Most of the American students currently devoting themselves to passionate "pro-Palestinian" (effectively pro-Hamas) activism may, as thoughtful observers attest, be innocent of personal antisemitism. However, they've subscribed to a partisan view of a foreign ethnic conflict, a view in which agitation against the state of Israel is inseparably overlaid on Jew-hatred. The Columbia University campus newspaper has identified Students for Justice in Palestine (SJP), a group allegedly linked to Hamas through a fiscal sponsor, as organizers of the protest encampments at Columbia and beyond. As far as US-based supporters of Hamas are concerned, the underlying antisemitism can remain hidden. Or it can be implicitly displayed in a callous attitude toward atrocities against Israeli civilians. Or it can be treated as a lesson long since learned by Magical Others and now imparted to green Americans: that Jews are proper objects of loathing.

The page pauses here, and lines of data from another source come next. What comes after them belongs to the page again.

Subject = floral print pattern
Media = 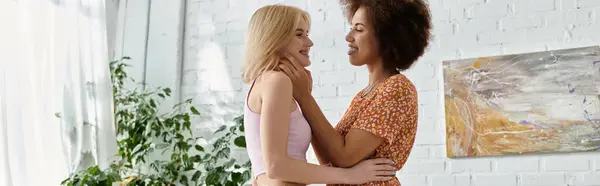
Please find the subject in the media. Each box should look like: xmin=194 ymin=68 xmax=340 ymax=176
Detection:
xmin=330 ymin=74 xmax=419 ymax=186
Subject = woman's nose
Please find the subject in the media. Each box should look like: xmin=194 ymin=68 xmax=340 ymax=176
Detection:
xmin=345 ymin=31 xmax=354 ymax=42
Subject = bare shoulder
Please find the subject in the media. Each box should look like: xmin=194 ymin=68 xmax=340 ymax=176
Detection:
xmin=262 ymin=71 xmax=292 ymax=85
xmin=259 ymin=71 xmax=292 ymax=95
xmin=257 ymin=71 xmax=297 ymax=113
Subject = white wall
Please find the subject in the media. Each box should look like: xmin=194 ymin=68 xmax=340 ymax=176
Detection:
xmin=113 ymin=0 xmax=185 ymax=113
xmin=181 ymin=0 xmax=600 ymax=185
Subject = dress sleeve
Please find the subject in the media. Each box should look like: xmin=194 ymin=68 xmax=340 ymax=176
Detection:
xmin=351 ymin=77 xmax=418 ymax=145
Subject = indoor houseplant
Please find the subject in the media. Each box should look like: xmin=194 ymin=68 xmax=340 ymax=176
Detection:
xmin=60 ymin=57 xmax=251 ymax=186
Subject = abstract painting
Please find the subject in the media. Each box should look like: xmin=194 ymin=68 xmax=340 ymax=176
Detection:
xmin=443 ymin=46 xmax=600 ymax=158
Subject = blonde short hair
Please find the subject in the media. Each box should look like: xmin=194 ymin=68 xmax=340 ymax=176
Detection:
xmin=242 ymin=5 xmax=311 ymax=84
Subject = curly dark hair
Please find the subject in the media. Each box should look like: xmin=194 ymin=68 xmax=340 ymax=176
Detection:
xmin=340 ymin=0 xmax=432 ymax=72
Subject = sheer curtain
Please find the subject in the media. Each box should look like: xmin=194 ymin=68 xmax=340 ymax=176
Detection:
xmin=0 ymin=0 xmax=118 ymax=186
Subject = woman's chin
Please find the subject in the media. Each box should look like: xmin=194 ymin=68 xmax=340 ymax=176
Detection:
xmin=299 ymin=59 xmax=311 ymax=67
xmin=348 ymin=59 xmax=365 ymax=66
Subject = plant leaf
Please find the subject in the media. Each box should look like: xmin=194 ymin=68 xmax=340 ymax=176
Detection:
xmin=191 ymin=155 xmax=202 ymax=163
xmin=234 ymin=115 xmax=243 ymax=124
xmin=216 ymin=147 xmax=230 ymax=159
xmin=238 ymin=124 xmax=244 ymax=132
xmin=190 ymin=106 xmax=200 ymax=115
xmin=223 ymin=159 xmax=236 ymax=169
xmin=214 ymin=125 xmax=227 ymax=134
xmin=132 ymin=144 xmax=142 ymax=154
xmin=149 ymin=99 xmax=156 ymax=107
xmin=163 ymin=88 xmax=171 ymax=96
xmin=242 ymin=160 xmax=252 ymax=168
xmin=231 ymin=172 xmax=242 ymax=183
xmin=241 ymin=170 xmax=251 ymax=183
xmin=194 ymin=145 xmax=204 ymax=152
xmin=205 ymin=170 xmax=220 ymax=185
xmin=234 ymin=136 xmax=246 ymax=148
xmin=191 ymin=171 xmax=202 ymax=181
xmin=184 ymin=121 xmax=192 ymax=133
xmin=180 ymin=175 xmax=188 ymax=185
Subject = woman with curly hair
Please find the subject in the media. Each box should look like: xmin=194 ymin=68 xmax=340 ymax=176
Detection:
xmin=242 ymin=4 xmax=399 ymax=186
xmin=279 ymin=0 xmax=432 ymax=185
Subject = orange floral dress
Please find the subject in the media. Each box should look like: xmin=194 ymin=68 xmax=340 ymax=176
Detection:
xmin=329 ymin=74 xmax=419 ymax=186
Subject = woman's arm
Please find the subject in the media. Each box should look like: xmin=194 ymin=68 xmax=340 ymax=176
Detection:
xmin=277 ymin=56 xmax=386 ymax=168
xmin=311 ymin=136 xmax=331 ymax=165
xmin=259 ymin=72 xmax=394 ymax=184
xmin=306 ymin=72 xmax=330 ymax=165
xmin=295 ymin=94 xmax=384 ymax=168
xmin=260 ymin=72 xmax=346 ymax=183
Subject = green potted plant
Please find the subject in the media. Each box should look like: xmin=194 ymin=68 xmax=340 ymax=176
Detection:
xmin=59 ymin=56 xmax=251 ymax=186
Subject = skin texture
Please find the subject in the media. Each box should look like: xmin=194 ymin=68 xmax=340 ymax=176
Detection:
xmin=248 ymin=16 xmax=397 ymax=186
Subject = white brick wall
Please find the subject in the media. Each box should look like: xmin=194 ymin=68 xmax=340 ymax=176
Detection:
xmin=184 ymin=0 xmax=600 ymax=185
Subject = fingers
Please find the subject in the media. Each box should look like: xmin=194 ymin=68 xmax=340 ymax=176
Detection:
xmin=279 ymin=55 xmax=307 ymax=80
xmin=372 ymin=164 xmax=396 ymax=174
xmin=290 ymin=58 xmax=304 ymax=71
xmin=281 ymin=52 xmax=292 ymax=60
xmin=362 ymin=158 xmax=397 ymax=183
xmin=278 ymin=63 xmax=293 ymax=77
xmin=279 ymin=53 xmax=312 ymax=78
xmin=376 ymin=170 xmax=396 ymax=176
xmin=281 ymin=53 xmax=300 ymax=71
xmin=375 ymin=176 xmax=394 ymax=182
xmin=371 ymin=158 xmax=396 ymax=165
xmin=282 ymin=53 xmax=305 ymax=71
xmin=304 ymin=69 xmax=312 ymax=77
xmin=379 ymin=165 xmax=396 ymax=171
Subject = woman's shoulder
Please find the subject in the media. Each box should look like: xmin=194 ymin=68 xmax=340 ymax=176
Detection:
xmin=250 ymin=70 xmax=293 ymax=99
xmin=261 ymin=70 xmax=292 ymax=83
xmin=256 ymin=71 xmax=293 ymax=89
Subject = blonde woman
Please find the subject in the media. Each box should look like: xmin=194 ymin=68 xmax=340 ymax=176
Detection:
xmin=242 ymin=4 xmax=396 ymax=186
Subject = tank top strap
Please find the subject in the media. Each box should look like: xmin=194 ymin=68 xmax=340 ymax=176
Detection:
xmin=245 ymin=78 xmax=258 ymax=104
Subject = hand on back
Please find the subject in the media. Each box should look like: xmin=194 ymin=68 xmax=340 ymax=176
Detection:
xmin=345 ymin=158 xmax=397 ymax=184
xmin=278 ymin=53 xmax=398 ymax=184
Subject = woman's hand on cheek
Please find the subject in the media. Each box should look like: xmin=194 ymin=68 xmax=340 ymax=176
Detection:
xmin=278 ymin=53 xmax=312 ymax=99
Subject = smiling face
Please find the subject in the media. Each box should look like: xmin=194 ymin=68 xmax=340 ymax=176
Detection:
xmin=345 ymin=6 xmax=381 ymax=66
xmin=280 ymin=17 xmax=313 ymax=67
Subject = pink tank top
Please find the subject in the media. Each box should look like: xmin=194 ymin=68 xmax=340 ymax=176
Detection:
xmin=243 ymin=79 xmax=312 ymax=178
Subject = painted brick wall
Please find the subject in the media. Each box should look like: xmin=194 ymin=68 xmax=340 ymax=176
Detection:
xmin=183 ymin=0 xmax=600 ymax=185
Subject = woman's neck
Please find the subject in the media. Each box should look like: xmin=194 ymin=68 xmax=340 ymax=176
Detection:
xmin=366 ymin=60 xmax=393 ymax=85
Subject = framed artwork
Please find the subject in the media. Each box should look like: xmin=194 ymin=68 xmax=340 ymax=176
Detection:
xmin=443 ymin=46 xmax=600 ymax=158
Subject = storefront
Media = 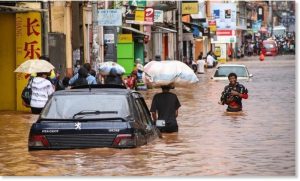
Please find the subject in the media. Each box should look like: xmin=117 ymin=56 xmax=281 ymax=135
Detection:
xmin=0 ymin=4 xmax=43 ymax=111
xmin=117 ymin=26 xmax=148 ymax=75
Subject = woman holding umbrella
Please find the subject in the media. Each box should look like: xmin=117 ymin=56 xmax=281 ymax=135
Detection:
xmin=15 ymin=58 xmax=56 ymax=114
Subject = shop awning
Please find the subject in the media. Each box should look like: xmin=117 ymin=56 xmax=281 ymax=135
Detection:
xmin=152 ymin=26 xmax=177 ymax=33
xmin=0 ymin=5 xmax=47 ymax=13
xmin=182 ymin=22 xmax=209 ymax=37
xmin=121 ymin=26 xmax=149 ymax=36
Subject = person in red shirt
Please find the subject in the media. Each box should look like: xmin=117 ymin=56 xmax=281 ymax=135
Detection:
xmin=219 ymin=72 xmax=248 ymax=112
xmin=125 ymin=70 xmax=137 ymax=90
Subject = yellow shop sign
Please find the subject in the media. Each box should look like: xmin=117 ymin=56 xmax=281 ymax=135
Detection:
xmin=182 ymin=2 xmax=199 ymax=14
xmin=118 ymin=34 xmax=133 ymax=43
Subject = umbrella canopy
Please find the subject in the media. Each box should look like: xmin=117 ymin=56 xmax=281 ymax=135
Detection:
xmin=143 ymin=60 xmax=199 ymax=87
xmin=14 ymin=59 xmax=55 ymax=74
xmin=99 ymin=61 xmax=125 ymax=75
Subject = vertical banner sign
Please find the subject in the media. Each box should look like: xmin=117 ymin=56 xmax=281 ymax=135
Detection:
xmin=16 ymin=12 xmax=42 ymax=111
xmin=208 ymin=20 xmax=217 ymax=32
xmin=144 ymin=7 xmax=154 ymax=25
xmin=135 ymin=10 xmax=145 ymax=22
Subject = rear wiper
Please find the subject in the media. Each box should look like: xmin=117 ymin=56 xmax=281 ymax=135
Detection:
xmin=72 ymin=110 xmax=118 ymax=119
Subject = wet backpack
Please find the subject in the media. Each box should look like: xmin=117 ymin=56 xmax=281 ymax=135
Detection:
xmin=21 ymin=78 xmax=33 ymax=106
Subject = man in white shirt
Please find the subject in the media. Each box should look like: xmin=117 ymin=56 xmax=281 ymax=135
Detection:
xmin=206 ymin=53 xmax=215 ymax=68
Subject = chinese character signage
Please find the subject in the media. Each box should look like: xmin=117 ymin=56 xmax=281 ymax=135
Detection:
xmin=211 ymin=3 xmax=237 ymax=30
xmin=182 ymin=2 xmax=199 ymax=14
xmin=16 ymin=12 xmax=42 ymax=111
xmin=98 ymin=9 xmax=122 ymax=26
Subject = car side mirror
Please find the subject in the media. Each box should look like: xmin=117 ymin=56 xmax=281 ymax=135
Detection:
xmin=249 ymin=74 xmax=253 ymax=77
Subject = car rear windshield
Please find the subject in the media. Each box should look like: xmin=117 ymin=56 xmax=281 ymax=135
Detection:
xmin=214 ymin=66 xmax=248 ymax=77
xmin=41 ymin=94 xmax=130 ymax=119
xmin=263 ymin=43 xmax=275 ymax=49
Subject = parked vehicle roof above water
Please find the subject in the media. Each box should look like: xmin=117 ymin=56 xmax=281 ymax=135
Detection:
xmin=212 ymin=64 xmax=252 ymax=81
xmin=40 ymin=85 xmax=140 ymax=120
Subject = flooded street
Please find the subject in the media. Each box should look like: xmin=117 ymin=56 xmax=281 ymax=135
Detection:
xmin=0 ymin=56 xmax=295 ymax=176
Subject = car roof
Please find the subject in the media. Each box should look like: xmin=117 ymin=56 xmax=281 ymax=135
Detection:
xmin=53 ymin=85 xmax=136 ymax=96
xmin=217 ymin=64 xmax=246 ymax=67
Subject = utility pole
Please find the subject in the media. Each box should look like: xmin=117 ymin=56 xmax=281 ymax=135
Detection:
xmin=65 ymin=1 xmax=73 ymax=77
xmin=268 ymin=0 xmax=273 ymax=37
xmin=177 ymin=0 xmax=183 ymax=61
xmin=83 ymin=2 xmax=92 ymax=63
xmin=92 ymin=1 xmax=99 ymax=68
xmin=42 ymin=0 xmax=49 ymax=57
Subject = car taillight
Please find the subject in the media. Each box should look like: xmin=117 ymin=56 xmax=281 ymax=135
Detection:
xmin=29 ymin=135 xmax=50 ymax=147
xmin=113 ymin=134 xmax=135 ymax=147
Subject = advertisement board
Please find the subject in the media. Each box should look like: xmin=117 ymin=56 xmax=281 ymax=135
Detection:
xmin=98 ymin=9 xmax=122 ymax=26
xmin=118 ymin=34 xmax=133 ymax=43
xmin=208 ymin=20 xmax=216 ymax=32
xmin=214 ymin=43 xmax=227 ymax=63
xmin=125 ymin=7 xmax=154 ymax=25
xmin=211 ymin=3 xmax=237 ymax=30
xmin=182 ymin=2 xmax=199 ymax=14
xmin=154 ymin=10 xmax=163 ymax=23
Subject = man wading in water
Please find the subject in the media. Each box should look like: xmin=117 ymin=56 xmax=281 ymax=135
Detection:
xmin=219 ymin=72 xmax=248 ymax=112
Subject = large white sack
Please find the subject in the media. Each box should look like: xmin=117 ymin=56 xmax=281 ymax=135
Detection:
xmin=143 ymin=60 xmax=199 ymax=87
xmin=99 ymin=61 xmax=125 ymax=75
xmin=143 ymin=61 xmax=178 ymax=87
xmin=174 ymin=61 xmax=199 ymax=85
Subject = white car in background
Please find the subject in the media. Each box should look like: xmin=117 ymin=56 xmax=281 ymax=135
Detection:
xmin=211 ymin=64 xmax=253 ymax=81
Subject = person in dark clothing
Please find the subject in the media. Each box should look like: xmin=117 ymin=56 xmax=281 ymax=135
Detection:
xmin=219 ymin=72 xmax=248 ymax=112
xmin=62 ymin=77 xmax=70 ymax=89
xmin=150 ymin=85 xmax=181 ymax=133
xmin=104 ymin=67 xmax=124 ymax=85
xmin=72 ymin=67 xmax=88 ymax=87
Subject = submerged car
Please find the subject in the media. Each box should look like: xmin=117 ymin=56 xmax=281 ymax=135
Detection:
xmin=28 ymin=85 xmax=161 ymax=150
xmin=211 ymin=64 xmax=253 ymax=81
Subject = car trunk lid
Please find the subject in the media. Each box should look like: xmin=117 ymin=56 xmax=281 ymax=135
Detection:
xmin=29 ymin=119 xmax=131 ymax=149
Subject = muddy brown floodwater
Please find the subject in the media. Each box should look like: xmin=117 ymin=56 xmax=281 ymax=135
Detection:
xmin=0 ymin=55 xmax=295 ymax=176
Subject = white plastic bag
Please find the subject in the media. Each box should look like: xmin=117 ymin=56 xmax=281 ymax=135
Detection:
xmin=99 ymin=61 xmax=125 ymax=75
xmin=143 ymin=60 xmax=198 ymax=87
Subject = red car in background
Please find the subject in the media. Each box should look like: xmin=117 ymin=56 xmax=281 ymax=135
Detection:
xmin=261 ymin=40 xmax=278 ymax=56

Hamas itself is fundamentally antisemitic, even unto its antecedents. Its 1988 charter makes that clear, and the 2017 revision which apologists tout as a laying-down of religious fanaticism and a taking-up of respectable nationalist aspirations is merely the sort of update that might be suggested by a public-relations consultant. It rings the changes on its subject in a way that brings it within the affective sphere of civilized discourse while substantively leaving it where it began. SJP, with its blatant antisemitism and its endorsement of violence, appears to serve as the terminus of a supply chain for importing poison seed into America.

Leftists' cool indifference to the bestiality demonstrated by Hamas on October 7 — the sadistic massacre of civilians that spared neither infants nor their grandparents — the orgy of rape and mutilation — is something new. It's literally alien to the American political arena. This acceptance of the utmost depravity is no outgrowth of American hatred or American arrogance, much less among Americans who fancy themselves progressive. It had to sprout from seed brought from far away where pitiless war on other Others is destiny.